ELABORATION DU PROJET
Avec Françoise Michel, complice de vingt ans de créations, nous essayons d’imaginer les mouvements de lumière dans lesquels la chorégraphie évoluera. Avec la même nécessité que pour trois boléros, nous écoutons beaucoup de version de Rhapsody, et finissions par faire un choix qui sera vite remplacé par une nouvelle interprétation, déterminante, proposée par Guillaume Tourniaire, le chef d’orchestre qui va diriger la soirée. Cette version « jazz-band » me réjouit. Elle comble ma nature profonde.
Plaisir de la syncope, du contretemps, du swing. Plaisir du mouvement pur. Le « pathos » s’est effacé au service de la jubilation propre à répondre à mes pulsions dynamiques. Mais la construction de Rhapsody reste la même : riche en couleurs et en changement de climats, elle pourrait m’entraîner dans une paraphrase que je ne désire pas. Je veux trouver, avec cette musique, un vrai dialogue, tenter même de faire oublier par instants, pour mieux l’apprécier, au moment où la danse trouvera son accord avec elle.
Autour de Françoise et moi l’équipe s’élargit.
Yves Lejeune imagine une scénographie « délirante », évoquant l’Amérique des années 30. Peu d’éléments sont prévus sur le plateau, mais chacun d’eux sera d’une dimension démesurée.
Le noir et le blanc domine. La ville est évoquée par la musique, trouve ici une résolution abstraite.
Dominique Fabrègue rêve dans la même démesure, de « rayures », imaginant des vibrations qu’elles entraîneront, prises dans le tourbillon de la danse.
Tous les costumes seront rayés, mais chaque costumes sera différents : rayures larges ou fines, verticales, horizontales ou obliques. Costumes toujours en un « seul morceau », s’enroulant délicieusement sur le corps.
Olivier Renouf, de son côté, vole ses sons à la ville, les répertoires, les met en réserve.
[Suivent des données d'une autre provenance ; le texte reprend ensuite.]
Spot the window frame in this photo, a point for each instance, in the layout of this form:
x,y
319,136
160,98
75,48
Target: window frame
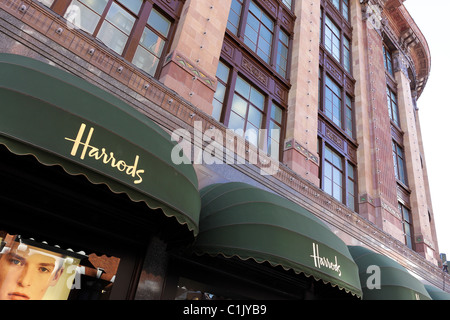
x,y
392,102
345,177
399,163
279,25
407,220
269,103
140,23
388,61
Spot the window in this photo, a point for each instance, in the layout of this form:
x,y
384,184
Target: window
x,y
392,106
347,55
335,35
152,43
399,162
274,132
348,116
246,109
337,109
333,101
332,39
52,272
351,186
333,174
288,3
247,116
253,85
234,16
338,176
407,225
387,60
283,51
343,8
222,75
134,29
261,33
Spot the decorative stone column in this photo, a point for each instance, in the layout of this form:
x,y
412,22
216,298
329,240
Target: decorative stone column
x,y
423,235
190,67
376,181
300,149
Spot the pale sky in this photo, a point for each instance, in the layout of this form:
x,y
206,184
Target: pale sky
x,y
432,17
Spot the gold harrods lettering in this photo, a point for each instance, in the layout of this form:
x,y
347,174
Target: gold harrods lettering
x,y
324,262
101,154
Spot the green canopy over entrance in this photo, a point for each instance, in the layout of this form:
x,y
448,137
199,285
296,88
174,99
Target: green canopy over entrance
x,y
395,282
63,120
244,221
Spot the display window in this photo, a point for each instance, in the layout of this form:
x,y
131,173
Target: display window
x,y
32,270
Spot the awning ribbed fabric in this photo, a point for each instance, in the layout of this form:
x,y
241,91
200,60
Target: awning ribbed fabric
x,y
385,279
436,293
63,120
240,220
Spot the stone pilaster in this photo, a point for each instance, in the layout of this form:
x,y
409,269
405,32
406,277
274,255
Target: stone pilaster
x,y
300,152
191,65
423,233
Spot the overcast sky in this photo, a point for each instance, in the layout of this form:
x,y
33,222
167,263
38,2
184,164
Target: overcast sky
x,y
432,17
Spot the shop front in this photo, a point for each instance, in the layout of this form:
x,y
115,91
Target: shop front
x,y
88,189
385,279
254,244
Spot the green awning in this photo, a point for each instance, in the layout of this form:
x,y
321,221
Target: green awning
x,y
240,220
64,120
436,293
390,282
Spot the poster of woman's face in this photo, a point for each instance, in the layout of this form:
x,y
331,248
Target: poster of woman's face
x,y
32,273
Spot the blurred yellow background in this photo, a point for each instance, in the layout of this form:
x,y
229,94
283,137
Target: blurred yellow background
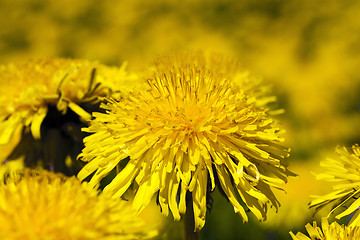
x,y
308,51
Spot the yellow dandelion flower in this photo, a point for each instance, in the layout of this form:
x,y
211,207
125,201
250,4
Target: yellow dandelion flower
x,y
334,231
344,172
191,129
51,91
45,205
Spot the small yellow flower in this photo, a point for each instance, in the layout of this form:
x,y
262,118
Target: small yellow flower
x,y
56,91
334,231
344,172
191,129
45,205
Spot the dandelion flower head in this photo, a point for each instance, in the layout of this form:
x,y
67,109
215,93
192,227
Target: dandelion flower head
x,y
190,129
344,173
44,205
27,90
334,231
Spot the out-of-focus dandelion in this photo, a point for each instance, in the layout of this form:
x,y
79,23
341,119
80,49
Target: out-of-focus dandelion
x,y
190,129
44,100
344,172
334,231
45,205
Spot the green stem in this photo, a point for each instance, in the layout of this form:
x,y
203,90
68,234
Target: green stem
x,y
189,222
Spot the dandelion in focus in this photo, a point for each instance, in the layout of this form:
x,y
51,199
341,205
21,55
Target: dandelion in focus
x,y
344,172
45,205
334,231
45,102
191,129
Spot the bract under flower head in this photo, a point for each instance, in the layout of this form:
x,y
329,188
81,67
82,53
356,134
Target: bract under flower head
x,y
344,171
193,127
44,205
28,91
334,231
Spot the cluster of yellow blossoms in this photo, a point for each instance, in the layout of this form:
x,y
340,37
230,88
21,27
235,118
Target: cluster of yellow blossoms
x,y
344,172
190,124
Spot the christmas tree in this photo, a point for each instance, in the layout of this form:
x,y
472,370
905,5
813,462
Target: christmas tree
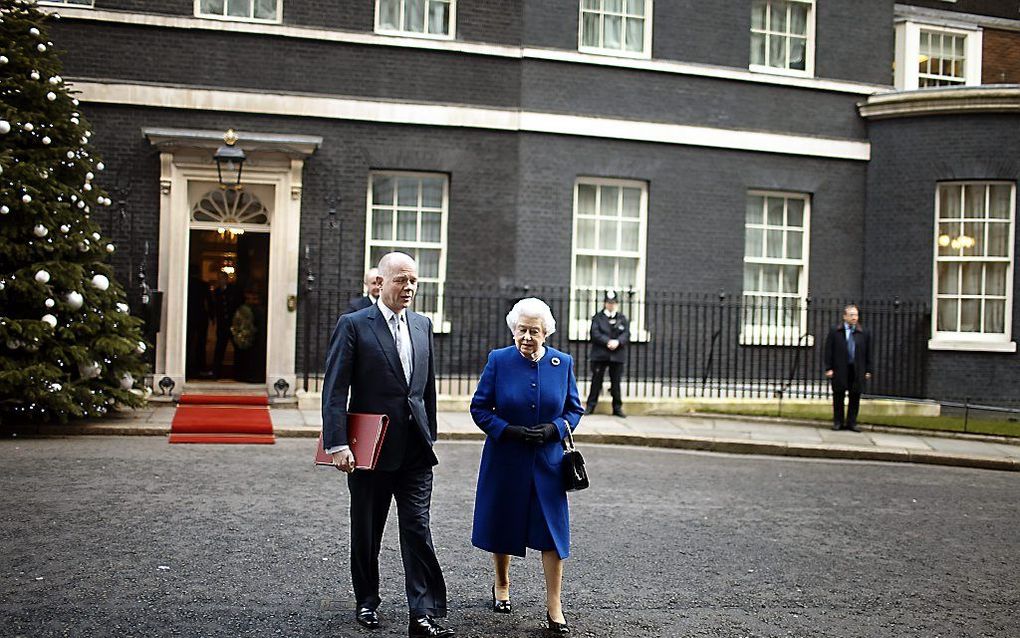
x,y
68,345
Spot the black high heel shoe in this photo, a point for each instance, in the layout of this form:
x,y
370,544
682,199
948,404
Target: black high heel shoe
x,y
501,606
557,628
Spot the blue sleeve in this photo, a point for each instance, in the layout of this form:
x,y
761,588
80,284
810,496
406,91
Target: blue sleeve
x,y
483,402
572,411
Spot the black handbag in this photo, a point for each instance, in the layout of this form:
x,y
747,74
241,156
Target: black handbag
x,y
574,474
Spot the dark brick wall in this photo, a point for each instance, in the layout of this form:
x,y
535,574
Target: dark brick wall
x,y
1001,56
998,8
242,60
564,88
696,210
909,157
854,40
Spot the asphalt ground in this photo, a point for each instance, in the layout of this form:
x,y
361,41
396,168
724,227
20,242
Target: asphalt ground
x,y
129,536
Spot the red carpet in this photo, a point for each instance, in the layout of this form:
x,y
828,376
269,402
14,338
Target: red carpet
x,y
221,419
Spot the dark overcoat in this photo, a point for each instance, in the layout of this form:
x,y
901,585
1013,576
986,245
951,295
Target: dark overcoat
x,y
604,329
516,391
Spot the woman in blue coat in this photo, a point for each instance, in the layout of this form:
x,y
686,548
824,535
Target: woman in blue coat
x,y
525,401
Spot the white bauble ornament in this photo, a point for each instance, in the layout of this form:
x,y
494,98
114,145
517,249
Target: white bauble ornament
x,y
101,282
90,371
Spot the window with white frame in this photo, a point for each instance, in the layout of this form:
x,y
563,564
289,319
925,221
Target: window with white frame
x,y
610,216
782,36
407,211
247,10
616,27
423,18
929,55
775,262
973,275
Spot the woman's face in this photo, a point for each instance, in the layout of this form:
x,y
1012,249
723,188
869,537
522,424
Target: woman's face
x,y
529,335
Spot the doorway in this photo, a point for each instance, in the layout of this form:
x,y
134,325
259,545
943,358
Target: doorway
x,y
227,289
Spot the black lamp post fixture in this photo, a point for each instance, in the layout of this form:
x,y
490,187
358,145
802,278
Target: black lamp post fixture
x,y
230,159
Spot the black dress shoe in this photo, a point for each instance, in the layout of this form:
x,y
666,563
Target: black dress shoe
x,y
501,606
425,627
367,618
557,628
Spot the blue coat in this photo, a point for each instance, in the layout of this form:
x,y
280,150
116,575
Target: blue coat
x,y
515,391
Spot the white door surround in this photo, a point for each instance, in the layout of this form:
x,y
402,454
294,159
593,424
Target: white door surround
x,y
273,160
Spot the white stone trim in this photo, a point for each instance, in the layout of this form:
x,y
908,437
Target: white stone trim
x,y
496,50
330,107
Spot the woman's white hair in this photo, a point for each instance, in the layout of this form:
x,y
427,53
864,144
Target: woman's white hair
x,y
534,307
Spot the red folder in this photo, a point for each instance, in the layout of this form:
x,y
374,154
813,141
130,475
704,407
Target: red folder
x,y
365,434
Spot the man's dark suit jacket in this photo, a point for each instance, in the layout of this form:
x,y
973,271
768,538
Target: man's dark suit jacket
x,y
358,303
835,355
362,364
604,329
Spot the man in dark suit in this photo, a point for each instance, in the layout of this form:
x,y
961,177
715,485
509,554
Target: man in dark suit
x,y
848,364
610,335
372,285
380,361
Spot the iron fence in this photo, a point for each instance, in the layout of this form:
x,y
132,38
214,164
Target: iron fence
x,y
682,344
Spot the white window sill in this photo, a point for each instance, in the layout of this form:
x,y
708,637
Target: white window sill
x,y
964,345
762,337
412,35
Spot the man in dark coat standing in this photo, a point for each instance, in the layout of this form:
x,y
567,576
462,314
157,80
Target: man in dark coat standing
x,y
380,361
848,365
372,285
610,335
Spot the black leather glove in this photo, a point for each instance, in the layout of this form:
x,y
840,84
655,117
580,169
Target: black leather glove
x,y
547,432
522,434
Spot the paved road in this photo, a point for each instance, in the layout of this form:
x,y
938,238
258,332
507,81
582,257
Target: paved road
x,y
133,537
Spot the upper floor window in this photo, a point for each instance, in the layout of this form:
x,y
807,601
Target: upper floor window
x,y
407,211
610,216
973,281
423,18
782,36
775,268
253,10
936,56
616,28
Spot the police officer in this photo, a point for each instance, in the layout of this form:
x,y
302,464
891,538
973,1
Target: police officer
x,y
610,334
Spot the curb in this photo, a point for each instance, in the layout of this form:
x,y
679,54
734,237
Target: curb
x,y
701,444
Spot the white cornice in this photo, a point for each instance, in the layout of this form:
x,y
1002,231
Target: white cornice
x,y
986,99
340,107
495,50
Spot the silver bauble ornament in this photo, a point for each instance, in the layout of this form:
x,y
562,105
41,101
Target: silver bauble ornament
x,y
100,282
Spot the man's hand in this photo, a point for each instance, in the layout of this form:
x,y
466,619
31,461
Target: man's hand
x,y
344,460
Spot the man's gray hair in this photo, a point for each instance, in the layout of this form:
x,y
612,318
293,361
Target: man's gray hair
x,y
531,306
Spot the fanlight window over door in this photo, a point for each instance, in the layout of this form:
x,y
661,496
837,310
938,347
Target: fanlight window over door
x,y
228,208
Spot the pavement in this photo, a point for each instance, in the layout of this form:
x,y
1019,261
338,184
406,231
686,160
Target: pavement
x,y
740,435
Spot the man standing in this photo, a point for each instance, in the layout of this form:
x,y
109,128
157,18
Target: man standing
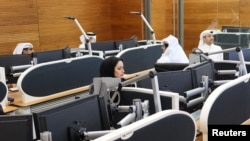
x,y
207,45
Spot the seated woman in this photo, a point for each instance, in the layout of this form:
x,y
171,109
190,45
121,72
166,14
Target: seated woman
x,y
23,48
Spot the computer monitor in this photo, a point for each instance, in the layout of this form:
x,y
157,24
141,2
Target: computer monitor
x,y
161,67
205,68
16,128
103,46
50,55
66,121
126,43
233,55
10,61
235,29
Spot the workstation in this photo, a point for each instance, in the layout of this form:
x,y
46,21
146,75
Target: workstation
x,y
51,99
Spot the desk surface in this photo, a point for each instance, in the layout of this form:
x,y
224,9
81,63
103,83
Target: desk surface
x,y
18,96
10,108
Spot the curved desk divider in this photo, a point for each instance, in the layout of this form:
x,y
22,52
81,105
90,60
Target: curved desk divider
x,y
227,105
171,125
140,58
3,95
54,77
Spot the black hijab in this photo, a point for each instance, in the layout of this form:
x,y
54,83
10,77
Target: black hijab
x,y
108,66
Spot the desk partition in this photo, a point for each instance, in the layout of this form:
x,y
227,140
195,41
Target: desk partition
x,y
140,58
58,76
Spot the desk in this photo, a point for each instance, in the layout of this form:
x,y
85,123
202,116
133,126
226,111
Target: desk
x,y
18,96
10,108
129,76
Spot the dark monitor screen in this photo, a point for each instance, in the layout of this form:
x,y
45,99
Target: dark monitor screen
x,y
85,113
8,61
235,29
205,68
50,55
161,67
103,46
233,55
126,43
16,128
224,38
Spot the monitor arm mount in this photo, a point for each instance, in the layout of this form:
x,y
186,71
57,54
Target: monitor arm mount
x,y
83,32
148,25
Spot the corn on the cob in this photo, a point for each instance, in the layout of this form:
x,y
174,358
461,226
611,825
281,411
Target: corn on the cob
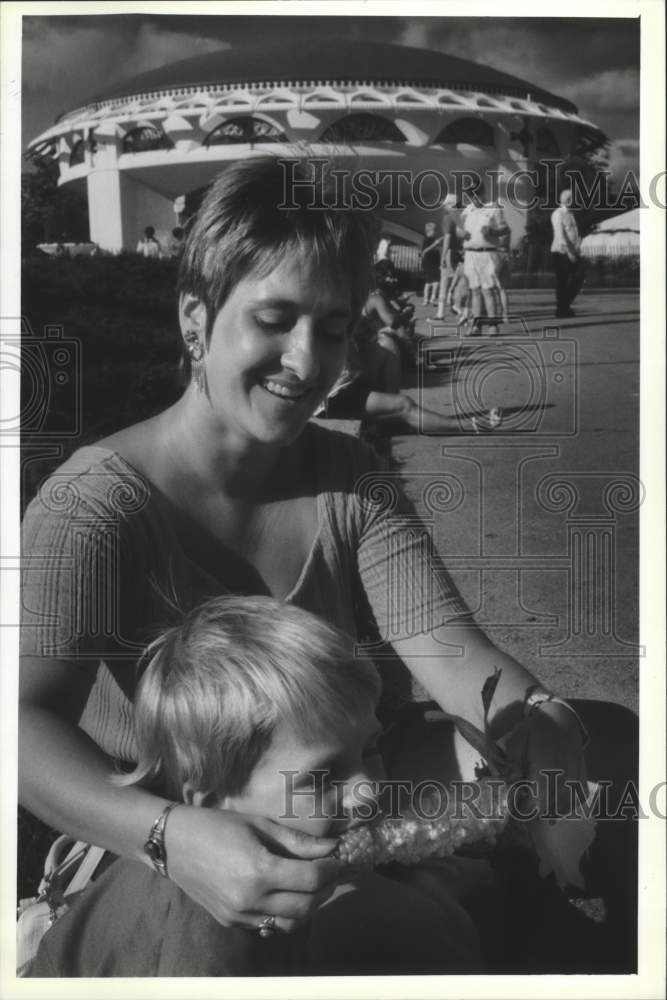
x,y
412,838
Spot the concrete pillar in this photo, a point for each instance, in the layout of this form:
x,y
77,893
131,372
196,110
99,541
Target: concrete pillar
x,y
104,209
120,207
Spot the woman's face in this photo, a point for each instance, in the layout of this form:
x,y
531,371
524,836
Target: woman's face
x,y
277,346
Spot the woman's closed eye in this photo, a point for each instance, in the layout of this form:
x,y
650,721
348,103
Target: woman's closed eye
x,y
274,321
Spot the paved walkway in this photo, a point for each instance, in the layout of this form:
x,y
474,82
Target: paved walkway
x,y
537,522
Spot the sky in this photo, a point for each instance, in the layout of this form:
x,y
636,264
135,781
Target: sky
x,y
594,62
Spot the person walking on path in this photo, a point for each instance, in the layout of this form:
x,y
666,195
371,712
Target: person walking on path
x,y
484,224
566,255
449,252
149,245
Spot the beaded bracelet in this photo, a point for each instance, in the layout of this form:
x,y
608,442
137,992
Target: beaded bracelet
x,y
535,698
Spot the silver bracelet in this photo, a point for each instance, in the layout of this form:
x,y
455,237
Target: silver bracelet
x,y
154,847
535,698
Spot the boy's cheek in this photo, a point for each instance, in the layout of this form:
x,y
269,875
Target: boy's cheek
x,y
315,826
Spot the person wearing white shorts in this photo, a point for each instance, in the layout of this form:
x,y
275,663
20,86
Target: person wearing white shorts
x,y
483,225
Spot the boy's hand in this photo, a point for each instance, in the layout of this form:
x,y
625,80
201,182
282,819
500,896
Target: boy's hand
x,y
245,868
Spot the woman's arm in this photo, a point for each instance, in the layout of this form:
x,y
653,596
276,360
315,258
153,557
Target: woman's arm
x,y
545,740
239,869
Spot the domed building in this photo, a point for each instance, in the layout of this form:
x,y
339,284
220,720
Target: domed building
x,y
142,149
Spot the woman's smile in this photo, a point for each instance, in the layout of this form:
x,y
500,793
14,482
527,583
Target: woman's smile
x,y
290,392
277,346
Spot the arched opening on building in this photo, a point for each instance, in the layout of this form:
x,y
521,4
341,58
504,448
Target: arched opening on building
x,y
362,128
245,129
146,139
471,131
545,142
78,154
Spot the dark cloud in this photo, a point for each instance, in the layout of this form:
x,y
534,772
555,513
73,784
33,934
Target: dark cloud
x,y
592,61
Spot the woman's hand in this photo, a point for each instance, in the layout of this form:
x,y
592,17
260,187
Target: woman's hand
x,y
245,868
547,748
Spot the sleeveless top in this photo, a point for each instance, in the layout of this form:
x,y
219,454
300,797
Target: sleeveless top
x,y
104,570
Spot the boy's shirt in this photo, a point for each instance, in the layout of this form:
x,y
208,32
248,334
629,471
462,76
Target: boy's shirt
x,y
133,922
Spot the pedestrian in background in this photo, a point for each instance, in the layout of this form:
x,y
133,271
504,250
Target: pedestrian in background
x,y
566,256
149,246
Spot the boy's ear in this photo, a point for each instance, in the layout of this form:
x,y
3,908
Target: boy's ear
x,y
192,315
194,797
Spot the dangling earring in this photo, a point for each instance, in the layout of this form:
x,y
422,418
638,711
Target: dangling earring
x,y
196,352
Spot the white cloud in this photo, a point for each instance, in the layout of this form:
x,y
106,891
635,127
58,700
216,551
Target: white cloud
x,y
623,156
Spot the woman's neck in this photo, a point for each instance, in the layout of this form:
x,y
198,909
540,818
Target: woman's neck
x,y
216,457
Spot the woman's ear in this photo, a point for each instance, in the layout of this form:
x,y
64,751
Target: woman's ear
x,y
192,316
192,797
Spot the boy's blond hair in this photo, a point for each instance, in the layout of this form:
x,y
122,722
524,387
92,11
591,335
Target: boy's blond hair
x,y
217,685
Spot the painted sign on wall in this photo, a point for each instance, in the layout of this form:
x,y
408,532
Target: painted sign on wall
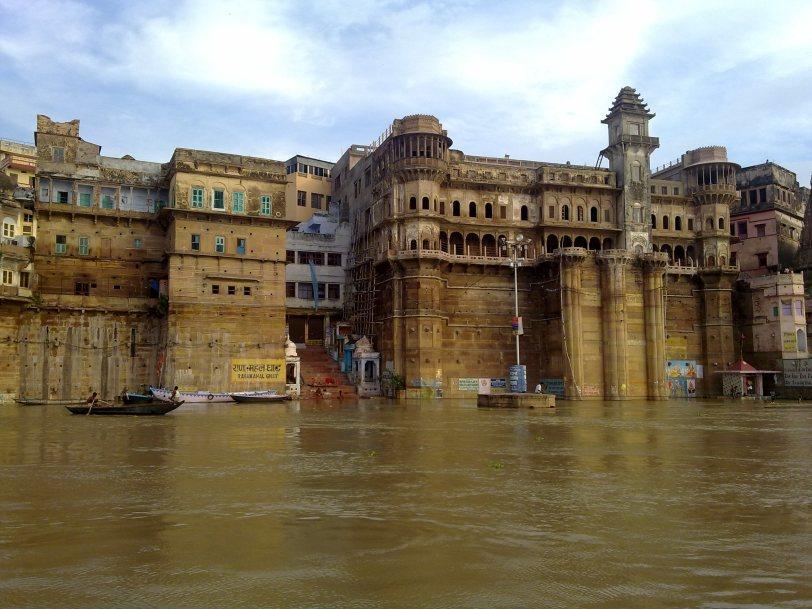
x,y
798,372
257,370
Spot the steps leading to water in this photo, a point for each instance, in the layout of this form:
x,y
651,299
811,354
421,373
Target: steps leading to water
x,y
321,373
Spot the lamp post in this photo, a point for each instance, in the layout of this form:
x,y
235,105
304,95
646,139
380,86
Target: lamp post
x,y
516,249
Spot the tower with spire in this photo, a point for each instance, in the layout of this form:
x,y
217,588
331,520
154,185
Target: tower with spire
x,y
629,153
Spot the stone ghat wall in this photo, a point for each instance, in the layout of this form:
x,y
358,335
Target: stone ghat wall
x,y
622,321
64,354
205,340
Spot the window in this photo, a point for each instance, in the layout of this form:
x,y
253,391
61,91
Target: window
x,y
305,291
238,202
333,291
197,197
316,258
218,199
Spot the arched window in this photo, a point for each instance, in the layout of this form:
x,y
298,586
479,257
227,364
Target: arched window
x,y
489,246
552,244
456,243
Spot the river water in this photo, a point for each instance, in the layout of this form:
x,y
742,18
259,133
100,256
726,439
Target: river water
x,y
434,504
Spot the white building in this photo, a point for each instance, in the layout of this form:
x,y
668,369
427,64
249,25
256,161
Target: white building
x,y
315,276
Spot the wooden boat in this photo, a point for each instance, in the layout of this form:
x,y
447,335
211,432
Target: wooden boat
x,y
258,396
193,397
156,407
136,398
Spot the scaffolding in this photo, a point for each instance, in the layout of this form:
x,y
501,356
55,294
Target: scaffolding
x,y
359,305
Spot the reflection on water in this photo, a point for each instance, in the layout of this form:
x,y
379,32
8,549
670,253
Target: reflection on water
x,y
436,504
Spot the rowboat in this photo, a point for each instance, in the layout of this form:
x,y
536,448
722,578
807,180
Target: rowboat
x,y
192,397
258,396
156,407
136,398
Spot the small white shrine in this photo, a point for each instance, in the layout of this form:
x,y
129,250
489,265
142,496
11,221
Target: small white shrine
x,y
293,386
366,368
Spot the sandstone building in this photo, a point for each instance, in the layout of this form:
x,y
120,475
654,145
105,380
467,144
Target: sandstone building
x,y
169,273
629,269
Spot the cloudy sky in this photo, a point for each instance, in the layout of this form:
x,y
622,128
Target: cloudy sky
x,y
529,79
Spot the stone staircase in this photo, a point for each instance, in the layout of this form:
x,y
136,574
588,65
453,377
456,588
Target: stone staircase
x,y
320,372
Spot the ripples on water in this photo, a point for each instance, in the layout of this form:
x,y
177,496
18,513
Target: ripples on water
x,y
425,505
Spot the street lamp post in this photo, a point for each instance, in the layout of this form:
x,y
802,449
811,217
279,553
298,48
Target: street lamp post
x,y
516,249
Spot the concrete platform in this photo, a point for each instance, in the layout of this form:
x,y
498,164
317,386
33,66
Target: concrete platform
x,y
516,400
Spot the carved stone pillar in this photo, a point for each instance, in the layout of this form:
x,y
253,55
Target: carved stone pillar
x,y
613,284
654,309
717,324
571,260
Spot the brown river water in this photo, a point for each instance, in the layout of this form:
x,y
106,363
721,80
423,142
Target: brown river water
x,y
433,504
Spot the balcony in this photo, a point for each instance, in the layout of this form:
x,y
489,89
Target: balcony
x,y
17,248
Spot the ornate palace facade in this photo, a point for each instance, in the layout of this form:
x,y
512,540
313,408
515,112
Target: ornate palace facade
x,y
627,268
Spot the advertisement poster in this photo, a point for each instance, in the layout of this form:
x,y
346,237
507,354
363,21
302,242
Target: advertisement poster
x,y
257,370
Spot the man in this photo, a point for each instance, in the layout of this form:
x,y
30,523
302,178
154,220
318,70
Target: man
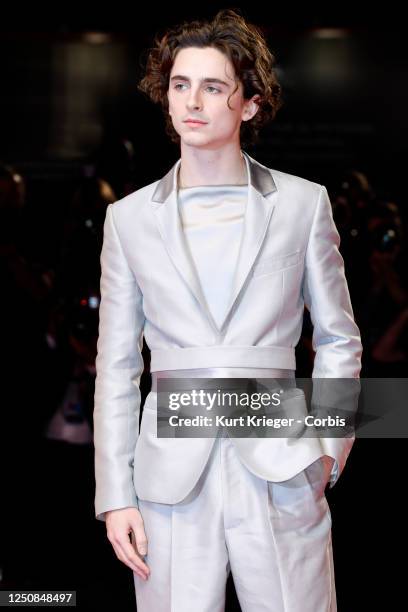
x,y
214,263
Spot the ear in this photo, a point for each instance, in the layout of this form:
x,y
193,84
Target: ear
x,y
251,107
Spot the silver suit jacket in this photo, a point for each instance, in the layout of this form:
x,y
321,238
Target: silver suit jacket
x,y
288,258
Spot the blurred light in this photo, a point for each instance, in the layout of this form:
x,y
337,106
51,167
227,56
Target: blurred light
x,y
96,38
93,301
329,33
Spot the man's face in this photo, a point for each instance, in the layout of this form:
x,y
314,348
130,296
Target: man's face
x,y
201,80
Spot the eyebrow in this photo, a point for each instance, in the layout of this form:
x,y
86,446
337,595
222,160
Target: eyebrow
x,y
180,77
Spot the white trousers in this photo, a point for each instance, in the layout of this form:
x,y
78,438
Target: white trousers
x,y
275,538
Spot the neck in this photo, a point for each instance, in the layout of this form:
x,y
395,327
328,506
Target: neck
x,y
203,167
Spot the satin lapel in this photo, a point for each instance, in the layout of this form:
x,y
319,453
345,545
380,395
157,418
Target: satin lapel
x,y
257,216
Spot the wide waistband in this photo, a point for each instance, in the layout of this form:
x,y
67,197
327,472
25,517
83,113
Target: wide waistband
x,y
220,356
227,373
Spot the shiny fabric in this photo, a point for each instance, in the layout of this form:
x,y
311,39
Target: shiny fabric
x,y
274,537
288,259
212,219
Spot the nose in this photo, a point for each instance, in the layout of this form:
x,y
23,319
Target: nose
x,y
194,99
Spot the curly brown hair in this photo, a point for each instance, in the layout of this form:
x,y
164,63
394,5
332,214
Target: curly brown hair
x,y
244,45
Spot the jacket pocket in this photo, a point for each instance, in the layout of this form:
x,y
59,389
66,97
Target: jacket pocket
x,y
277,262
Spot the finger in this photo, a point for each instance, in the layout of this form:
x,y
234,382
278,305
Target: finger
x,y
132,557
135,567
139,540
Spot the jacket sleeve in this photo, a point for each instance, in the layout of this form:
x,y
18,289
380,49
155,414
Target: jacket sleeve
x,y
119,365
336,337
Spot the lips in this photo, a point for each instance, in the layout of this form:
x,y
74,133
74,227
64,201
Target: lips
x,y
195,121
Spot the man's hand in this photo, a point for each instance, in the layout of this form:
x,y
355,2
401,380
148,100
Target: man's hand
x,y
327,462
119,524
Plus tard, il les triturera, les mixera et les agencera de façon à donner la couleur nécessaire à ce « moment – prologue » précédant Rhapsody.
DÉBUT DES RÉPÉTITIONS
Septembre 1998 – Belfort, dans le studio blanc du Centre chorégraphique, nous travaillons : Stéphane Imbert et moi éprouvons un réel plaisir à « voler » sur cette musique et à imaginer Carole Arbo et Kader Belarbi dans cet envol.
Nous peinons aussi !...
Les danseurs (ils seront douze) manquent encore à l’élaboration des processus chorégraphiques qui me permettront de jongler entre ces instants où la danse affirmera se propre musicalité, et ceux où la chorégraphie, tantôt calme, tantôt nerveuse, « surfera » sur les « remous » de Gershwin.